Clive Staples Lewis (1898-1963)

    C.S. Lewis, perhaps more than anyone besides Terry Pratchett, helped me survive my teenage years.  That's an odd thing for a religious skeptic to say, but let me assure you, the man changed my life.  Through his writings, the wise, gentle Oxford don introduced me to a vision of what faith could be.  He represented to me a world where humor and beauty and reason could co-exist in utter harmony, not to say interdependence.  He showed me a vision, in his fantasy novels especially, of a fallen, painful world made whole again after a noble battle against evil.  It was a world where an average person could find themselves acting courageously, where good and evil were clearly defined, and where there was redemption and forgiveness, even for the most evil.

    Lewis told tales of courage, decency, honor, and simple goodness - values he exemplified in his own life.  His were tales of wonder, fear, deep joy, and of powerful and ancient evil finally overthrown by goodness.  C.S. Lewis, more than any other, was capable of seeing the world as it ought to be.  And for a distressed young person, there can be no better solace than the fay, adventurous joy that Lewis expressed. 
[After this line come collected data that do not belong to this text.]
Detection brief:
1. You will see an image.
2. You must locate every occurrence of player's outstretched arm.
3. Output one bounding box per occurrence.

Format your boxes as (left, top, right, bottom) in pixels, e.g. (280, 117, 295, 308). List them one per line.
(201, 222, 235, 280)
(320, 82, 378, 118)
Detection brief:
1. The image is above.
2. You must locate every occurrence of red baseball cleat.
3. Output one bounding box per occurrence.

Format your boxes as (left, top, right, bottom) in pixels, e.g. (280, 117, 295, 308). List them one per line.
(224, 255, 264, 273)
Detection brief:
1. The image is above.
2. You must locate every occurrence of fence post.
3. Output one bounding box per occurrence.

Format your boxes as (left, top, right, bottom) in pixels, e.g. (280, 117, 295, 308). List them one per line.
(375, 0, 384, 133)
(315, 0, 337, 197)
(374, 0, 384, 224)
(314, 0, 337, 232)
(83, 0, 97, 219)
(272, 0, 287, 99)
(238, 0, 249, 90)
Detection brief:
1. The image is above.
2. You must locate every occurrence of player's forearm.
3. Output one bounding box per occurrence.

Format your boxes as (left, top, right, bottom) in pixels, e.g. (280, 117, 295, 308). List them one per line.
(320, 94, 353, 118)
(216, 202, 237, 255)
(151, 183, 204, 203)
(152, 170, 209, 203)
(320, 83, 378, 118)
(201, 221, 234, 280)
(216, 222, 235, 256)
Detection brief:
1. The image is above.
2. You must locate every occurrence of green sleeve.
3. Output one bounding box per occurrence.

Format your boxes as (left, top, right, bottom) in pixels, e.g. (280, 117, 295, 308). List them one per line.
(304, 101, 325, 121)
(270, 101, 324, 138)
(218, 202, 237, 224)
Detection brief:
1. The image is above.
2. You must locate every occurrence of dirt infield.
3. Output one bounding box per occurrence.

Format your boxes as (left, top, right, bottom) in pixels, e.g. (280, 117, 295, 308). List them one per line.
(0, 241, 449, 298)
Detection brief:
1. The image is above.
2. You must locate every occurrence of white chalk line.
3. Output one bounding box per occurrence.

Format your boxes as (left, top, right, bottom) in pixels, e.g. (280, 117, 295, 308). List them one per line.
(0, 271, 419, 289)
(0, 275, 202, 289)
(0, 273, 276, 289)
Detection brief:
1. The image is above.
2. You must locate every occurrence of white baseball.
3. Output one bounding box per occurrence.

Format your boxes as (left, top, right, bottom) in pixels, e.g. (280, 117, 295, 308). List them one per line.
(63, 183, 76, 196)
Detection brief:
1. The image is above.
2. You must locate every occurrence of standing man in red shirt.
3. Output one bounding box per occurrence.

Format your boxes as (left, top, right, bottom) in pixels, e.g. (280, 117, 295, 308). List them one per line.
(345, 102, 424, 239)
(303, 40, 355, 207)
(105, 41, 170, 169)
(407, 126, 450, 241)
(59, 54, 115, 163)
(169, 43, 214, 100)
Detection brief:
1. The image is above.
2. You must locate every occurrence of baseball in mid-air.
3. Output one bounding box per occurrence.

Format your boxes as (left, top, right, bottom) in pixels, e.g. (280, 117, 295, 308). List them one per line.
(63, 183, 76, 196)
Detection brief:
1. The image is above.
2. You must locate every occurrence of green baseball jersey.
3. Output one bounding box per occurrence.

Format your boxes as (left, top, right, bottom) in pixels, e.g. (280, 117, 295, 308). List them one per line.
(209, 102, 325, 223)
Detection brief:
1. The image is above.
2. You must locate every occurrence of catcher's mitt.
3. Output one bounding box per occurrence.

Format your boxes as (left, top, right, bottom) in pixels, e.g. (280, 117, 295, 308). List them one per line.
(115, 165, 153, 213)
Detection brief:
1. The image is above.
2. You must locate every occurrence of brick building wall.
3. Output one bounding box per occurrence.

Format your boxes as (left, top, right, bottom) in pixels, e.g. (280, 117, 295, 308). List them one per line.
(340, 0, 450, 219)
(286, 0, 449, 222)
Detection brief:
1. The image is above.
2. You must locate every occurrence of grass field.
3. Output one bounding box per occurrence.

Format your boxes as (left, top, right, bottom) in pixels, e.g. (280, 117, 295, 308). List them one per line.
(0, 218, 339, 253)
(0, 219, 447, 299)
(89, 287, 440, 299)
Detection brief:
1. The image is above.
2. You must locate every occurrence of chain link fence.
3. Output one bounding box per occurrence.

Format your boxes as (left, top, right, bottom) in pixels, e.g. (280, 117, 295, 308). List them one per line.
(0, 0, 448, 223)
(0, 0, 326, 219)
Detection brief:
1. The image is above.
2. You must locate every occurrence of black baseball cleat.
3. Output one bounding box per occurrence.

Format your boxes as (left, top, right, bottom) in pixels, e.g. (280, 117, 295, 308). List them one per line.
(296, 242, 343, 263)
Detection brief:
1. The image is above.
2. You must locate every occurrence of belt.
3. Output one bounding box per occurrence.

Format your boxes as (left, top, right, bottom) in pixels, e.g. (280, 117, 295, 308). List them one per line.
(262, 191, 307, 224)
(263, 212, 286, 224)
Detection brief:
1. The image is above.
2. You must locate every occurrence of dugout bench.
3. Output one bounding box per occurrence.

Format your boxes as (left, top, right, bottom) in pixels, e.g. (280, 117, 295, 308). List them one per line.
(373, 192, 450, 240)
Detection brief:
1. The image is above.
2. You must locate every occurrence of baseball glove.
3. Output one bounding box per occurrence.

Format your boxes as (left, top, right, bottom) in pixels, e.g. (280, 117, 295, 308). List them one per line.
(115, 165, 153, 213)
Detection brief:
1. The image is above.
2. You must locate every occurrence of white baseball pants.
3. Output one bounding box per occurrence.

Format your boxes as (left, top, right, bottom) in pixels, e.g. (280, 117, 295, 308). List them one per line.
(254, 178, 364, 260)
    It is because of the rare and beautiful souls like Lewis that I cannot and will not allow myself be be dragged into the hate-filled cant against Christianity and Christians en masse that is so very popular in certain circles today.  Those rare individuals for whom right is right simply because it is right, those people whose simple decency puts to shame the greatest ethical systems of philosophy, and those persons whose earnest and love-centered living inspires and elevates every life they touch - it is such people whose lives and work demand my respect, even if I do not share their faith.

    ​Sure, we need sharp-tongued critics in our culture - they provide a necessary if sometimes unpleasant service.  But they cannot and never will create the kind of joy, love or hope that bright spirits can generate in even the most dismal settings.  Lewis inspired a generation of Londoners to survive the Nazi bombardments that brought the ancient city to its knees; he reminded men, women, and children how to be human in a world gone mad; and he injected new life, love, humor and reason into a religion marked by hypocrisy and shattered by the chaos of modernity.

    He also helped a certain lonely, confused, and deeply miserable teenager to see hope in a very dark world, and I'd challenge anyone to better that.

    I might not share the faith anymore, but I shall always be grateful for everything else that I learned from C.S. Lewis: the value of humility; the sheer magic and fierce beauty of life and nature; a simple sense of decency; and the realization that people are valuable and that most of them, when given the chance, are fundamentally decent.  Perhaps most importantly, Lewis showed me that in the face of folly, fear, or pain, it is laughter above all else that can remind us of who we are and get us moving again.

    ​​Not a bad message for our own time, come to think of it.